Issue 32: James Garwood-Cole
from EXPENDED SEQUENCE OUT OF
V.
Kitchen
over
sink, dead-plugged or
puckered ‘n’ all... huffy.
It’s a kitchen poem
the morning of it, cuffing bottomed out
serrating diameters, so simple there, cut-
-ting fingers up, making them say: bloody.
Getting into the little hole
you open it, in the ending—
there’s no base is to it just
like houses.
In the kitchen sink drama everything is, anyways
alike, there’s everything in it, haunted,
how it really is!
VII.
Coming out like liver
slick, twist
lie up it, listing/speak, former
twisted or fall back down.
Tell them tell them tell them tell them go
away it’s going to
Battenberg Britain, an endless
is it like cake?
Spongy like Victorian terracing
made into flats—
remade into millionaire
shortbread/ sweet in the middle.
Another little soapbox drama
and inside it, ha!
Game feet.
VIII.
Short poems are so bloody
stupid, they’re
class in that this way,
democratic, read them at lunch.
Pace out foot foot foot foot foot
lefting harvested just over
easy walking—a random
walk stop probably... nvr.
So contrivances there’s
yeah that’s so right, put the piece
together launched, semifictional by,
by Du Pont TEFLON TEFLON TEFLON does stick!

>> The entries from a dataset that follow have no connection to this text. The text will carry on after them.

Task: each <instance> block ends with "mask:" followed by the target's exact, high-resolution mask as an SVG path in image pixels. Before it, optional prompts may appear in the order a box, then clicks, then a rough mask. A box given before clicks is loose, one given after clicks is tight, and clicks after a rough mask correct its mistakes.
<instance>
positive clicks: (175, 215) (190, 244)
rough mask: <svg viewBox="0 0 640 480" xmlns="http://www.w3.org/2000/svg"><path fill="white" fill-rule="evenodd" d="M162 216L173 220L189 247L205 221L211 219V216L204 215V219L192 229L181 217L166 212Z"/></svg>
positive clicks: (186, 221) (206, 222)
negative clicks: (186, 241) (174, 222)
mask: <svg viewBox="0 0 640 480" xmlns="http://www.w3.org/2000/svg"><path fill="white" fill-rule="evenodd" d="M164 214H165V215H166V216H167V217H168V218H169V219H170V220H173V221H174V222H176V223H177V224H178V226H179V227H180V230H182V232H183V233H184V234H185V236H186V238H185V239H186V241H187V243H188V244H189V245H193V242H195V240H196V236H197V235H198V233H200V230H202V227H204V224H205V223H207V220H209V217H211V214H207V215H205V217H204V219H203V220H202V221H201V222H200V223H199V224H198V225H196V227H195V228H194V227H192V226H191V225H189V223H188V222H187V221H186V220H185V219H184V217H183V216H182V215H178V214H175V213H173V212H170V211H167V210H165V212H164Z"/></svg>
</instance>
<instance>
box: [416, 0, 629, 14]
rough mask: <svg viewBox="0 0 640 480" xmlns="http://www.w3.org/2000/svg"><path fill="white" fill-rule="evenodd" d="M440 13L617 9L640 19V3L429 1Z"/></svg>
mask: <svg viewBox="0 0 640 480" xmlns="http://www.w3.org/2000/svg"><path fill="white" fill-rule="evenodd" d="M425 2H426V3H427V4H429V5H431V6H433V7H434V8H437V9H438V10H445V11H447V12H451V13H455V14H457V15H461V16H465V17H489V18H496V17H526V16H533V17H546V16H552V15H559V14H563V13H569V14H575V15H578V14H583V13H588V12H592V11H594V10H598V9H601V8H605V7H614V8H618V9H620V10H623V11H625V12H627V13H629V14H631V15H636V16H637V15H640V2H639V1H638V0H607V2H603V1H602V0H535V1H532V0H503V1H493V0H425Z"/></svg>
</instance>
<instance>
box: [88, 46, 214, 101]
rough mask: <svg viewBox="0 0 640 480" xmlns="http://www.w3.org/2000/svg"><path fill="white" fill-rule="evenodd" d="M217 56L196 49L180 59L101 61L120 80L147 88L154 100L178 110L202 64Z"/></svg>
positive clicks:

Making it about turtle/Oh!
What a wonderful, unpretencing about the world
/poetry.
IX.
Not one but the any
other so much space away,
by miles counted, ploughing
oxgangs if yes if it’s swimmable.
One million two-hundred
sixty-three thousand, six-
hundred fifty-one, point!
, two furlongs.
Forty rods per furlong and
five- and one-half yard to a rod;
that’s so much tilling to, do
between now and it then.
They swim the channel you get
to know, no virgate, one oxens
one fucking ox stupid/ I’m stuck in.
XIV.
We made it to space!
And the ground is soft,
and the sun is weak,
and it’s all gently and weighted.
Have a flat in the space
like slack line/the level on
making it homey and—Oh! baby,
sun in the growing-panel.
Bloodless and bitten tong
windower, scrap puck any
lays to luddite-ing; call it
going around your “nee-nooring.”
Not a single Robbie
on the wee-woo wet space
and no illegal dusting.
James Garwood-Cole is completing a PhD at the University of Chicago and is CoEditor of Chicago Review. They live in Chicago, IL. James has previously lived in London and Brighton, UK.